Rien n’a lieu que ce lieu de vide illi­mité et ses esca­liers qui ne servent à rien puisqu’il n’existe per­sonne pour les gra­vir ou en débarouler.

L’expé­rience de la créa­tion passe par celle du vide en ce qui devient un espace de “décréa­tion”. Chaque poème et des­sin sont là pour mettre à la lumière l’obscurité en un résumé du monde et de l’existence afin de par­ti­ci­per à l’épanouissement de son extinc­tion.
Le mys­tère de cette cho­ré­gra­phie sta­tique — mais où les vers bougent — noue l’espace et le condense par la force d’une pré­sence en abîme. Les pous­sées du passé et du futur sont latentes. Por­to­cala inter­pelle le temps, des­cend en lui pour insuf­fler le souffle d’un pacte pri­mor­dial avec le néant.

Les vers sug­gèrent en absence de masse la dia­pha­néité de l’air. S’y mani­festent de l’âme ou de l’esprit par lignes, et de rares courbes. Reste un creux pri­mor­dial et final, quelques pré­ci­pices et élé­va­tions.
Par talent et maî­trise, l’art et la poé­sie atteignent un aspect âpre et frustre. Il consti­tue l’essence de la créa­tion d’un abs­trac­teur de quin­tes­sence dans l’insipide évi­dence d’un œkou­mène impropre aux déités.

Demeurent l’aire et l’ère des fins de tout com­men­ce­ment et la meur­tris­sure d’une fable vidée de toute pléthore.

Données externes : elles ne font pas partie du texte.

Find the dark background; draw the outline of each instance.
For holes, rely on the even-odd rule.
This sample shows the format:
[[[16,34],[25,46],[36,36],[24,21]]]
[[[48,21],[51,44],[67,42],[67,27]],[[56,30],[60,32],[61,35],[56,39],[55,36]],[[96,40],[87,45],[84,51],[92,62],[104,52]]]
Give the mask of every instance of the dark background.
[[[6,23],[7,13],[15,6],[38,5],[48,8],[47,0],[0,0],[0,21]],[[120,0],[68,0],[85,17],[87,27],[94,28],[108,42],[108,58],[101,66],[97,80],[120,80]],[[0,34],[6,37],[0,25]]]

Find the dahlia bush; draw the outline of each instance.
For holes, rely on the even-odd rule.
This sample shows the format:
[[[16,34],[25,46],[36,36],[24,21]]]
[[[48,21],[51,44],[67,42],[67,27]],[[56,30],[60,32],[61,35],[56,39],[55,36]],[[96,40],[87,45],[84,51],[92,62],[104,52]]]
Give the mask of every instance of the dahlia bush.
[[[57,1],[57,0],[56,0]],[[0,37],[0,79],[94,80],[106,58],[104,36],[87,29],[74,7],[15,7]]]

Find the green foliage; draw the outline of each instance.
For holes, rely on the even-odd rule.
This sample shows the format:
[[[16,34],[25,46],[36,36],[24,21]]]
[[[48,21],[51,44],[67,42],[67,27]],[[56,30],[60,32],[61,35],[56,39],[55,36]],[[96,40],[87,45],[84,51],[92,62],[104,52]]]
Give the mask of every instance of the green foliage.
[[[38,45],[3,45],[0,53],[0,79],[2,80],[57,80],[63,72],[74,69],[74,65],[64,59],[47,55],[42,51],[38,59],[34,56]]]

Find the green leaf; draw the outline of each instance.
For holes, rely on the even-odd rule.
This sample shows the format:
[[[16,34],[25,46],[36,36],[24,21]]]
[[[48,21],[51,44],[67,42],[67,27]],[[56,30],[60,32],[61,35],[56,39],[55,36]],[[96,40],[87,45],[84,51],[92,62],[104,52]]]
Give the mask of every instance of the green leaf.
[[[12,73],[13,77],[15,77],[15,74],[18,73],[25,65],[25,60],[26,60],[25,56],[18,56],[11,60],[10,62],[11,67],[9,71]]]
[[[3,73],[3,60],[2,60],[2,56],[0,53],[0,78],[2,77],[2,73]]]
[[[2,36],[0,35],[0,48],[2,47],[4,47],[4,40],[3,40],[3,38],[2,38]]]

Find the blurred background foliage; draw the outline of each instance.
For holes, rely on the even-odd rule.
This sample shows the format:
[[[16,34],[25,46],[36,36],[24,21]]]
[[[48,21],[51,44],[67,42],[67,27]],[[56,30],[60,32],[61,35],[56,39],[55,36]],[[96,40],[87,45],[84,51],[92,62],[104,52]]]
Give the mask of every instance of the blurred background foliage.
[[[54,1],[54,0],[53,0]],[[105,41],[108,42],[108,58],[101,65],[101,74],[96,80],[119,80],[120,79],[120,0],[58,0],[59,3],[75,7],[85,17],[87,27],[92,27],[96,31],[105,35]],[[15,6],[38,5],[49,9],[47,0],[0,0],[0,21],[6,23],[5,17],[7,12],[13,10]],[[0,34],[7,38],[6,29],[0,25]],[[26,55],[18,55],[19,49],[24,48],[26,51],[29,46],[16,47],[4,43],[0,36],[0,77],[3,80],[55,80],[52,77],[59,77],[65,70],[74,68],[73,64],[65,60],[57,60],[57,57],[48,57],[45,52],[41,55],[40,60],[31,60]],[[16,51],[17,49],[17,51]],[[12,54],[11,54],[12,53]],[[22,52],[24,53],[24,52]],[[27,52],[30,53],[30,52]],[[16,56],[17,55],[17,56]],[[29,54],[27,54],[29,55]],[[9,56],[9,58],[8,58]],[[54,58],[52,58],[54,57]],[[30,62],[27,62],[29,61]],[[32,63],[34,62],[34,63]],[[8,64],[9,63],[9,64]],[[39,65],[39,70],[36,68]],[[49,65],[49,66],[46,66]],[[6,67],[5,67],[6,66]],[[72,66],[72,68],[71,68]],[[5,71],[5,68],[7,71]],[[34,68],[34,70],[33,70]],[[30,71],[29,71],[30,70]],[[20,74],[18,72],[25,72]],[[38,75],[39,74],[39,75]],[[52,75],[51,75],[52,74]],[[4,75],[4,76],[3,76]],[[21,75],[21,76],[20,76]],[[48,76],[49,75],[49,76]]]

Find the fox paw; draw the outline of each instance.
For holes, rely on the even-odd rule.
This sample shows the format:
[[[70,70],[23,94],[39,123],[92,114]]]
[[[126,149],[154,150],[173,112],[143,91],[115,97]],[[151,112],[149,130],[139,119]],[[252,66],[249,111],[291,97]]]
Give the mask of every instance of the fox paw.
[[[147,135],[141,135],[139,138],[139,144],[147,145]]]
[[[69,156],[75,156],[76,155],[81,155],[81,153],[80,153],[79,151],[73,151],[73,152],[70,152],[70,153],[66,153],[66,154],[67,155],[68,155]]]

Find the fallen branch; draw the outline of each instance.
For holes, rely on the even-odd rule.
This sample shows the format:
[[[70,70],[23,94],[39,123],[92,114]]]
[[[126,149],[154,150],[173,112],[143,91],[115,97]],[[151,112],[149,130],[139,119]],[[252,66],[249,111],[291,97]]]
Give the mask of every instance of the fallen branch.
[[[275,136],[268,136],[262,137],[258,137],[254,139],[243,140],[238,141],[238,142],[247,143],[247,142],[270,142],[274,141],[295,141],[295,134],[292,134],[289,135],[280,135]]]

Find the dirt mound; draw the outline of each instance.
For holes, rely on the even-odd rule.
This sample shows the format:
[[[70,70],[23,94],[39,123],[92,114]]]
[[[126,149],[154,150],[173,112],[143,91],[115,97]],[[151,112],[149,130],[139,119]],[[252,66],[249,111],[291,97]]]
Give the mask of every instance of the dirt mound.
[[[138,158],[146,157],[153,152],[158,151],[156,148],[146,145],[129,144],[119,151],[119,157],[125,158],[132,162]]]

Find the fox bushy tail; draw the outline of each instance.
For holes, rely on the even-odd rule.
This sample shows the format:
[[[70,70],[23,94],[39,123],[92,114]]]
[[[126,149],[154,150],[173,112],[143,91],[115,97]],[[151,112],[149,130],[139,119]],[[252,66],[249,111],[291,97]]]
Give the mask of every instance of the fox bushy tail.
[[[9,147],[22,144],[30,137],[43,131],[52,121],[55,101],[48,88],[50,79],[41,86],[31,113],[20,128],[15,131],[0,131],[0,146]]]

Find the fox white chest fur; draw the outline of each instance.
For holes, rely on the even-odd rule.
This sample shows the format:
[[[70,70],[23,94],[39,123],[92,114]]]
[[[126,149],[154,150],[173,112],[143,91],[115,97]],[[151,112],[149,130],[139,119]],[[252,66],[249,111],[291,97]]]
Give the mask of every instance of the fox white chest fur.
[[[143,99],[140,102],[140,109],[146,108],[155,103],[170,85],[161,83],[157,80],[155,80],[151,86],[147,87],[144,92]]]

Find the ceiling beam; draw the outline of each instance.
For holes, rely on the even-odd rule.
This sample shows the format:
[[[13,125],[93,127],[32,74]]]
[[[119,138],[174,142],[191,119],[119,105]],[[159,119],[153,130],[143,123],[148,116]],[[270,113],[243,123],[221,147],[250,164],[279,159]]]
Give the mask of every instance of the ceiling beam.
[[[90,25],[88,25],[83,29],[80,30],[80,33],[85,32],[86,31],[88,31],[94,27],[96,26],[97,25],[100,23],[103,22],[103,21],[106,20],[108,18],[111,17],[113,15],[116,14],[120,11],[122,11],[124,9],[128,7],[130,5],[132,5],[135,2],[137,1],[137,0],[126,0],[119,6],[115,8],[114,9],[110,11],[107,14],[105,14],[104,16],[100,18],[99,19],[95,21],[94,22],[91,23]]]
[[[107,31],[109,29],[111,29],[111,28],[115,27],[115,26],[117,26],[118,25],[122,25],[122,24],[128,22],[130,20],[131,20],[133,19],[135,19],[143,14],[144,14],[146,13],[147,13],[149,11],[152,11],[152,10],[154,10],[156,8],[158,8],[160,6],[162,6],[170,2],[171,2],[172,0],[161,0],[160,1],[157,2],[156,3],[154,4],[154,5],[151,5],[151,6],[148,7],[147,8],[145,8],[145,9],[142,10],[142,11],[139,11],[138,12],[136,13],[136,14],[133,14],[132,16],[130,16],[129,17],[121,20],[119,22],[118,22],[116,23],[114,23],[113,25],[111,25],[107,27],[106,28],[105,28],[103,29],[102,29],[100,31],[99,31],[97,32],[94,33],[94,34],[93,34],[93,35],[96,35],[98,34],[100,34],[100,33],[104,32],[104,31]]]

lire notre entre­tien avec l’auteur

jean-paul gavard-perret

Radu Por­to­cala, Voie som­brée, édi­tions Dédale, Paris, jan­vier 2021, non paginé — 15,00 €.

1 Comment

Filed under Arts croisés / L'Oeil du litteraire.com, Poésie

One Response to Radu Portocala, Voie sombrée

  1. Anne Marie Carreira

    Quelle écri­ture !!!
    Par­fois les textes de JPGP me laissent
    bouche bée par tant de talent !…Je découvre sou­vent des mots dont j’ignore l’existence . Comme aujourd’hui , le nom ” œkou­mène” que je trouve beau , mais j’ai du cher­cher la signi­fi­ca­tion sur Google…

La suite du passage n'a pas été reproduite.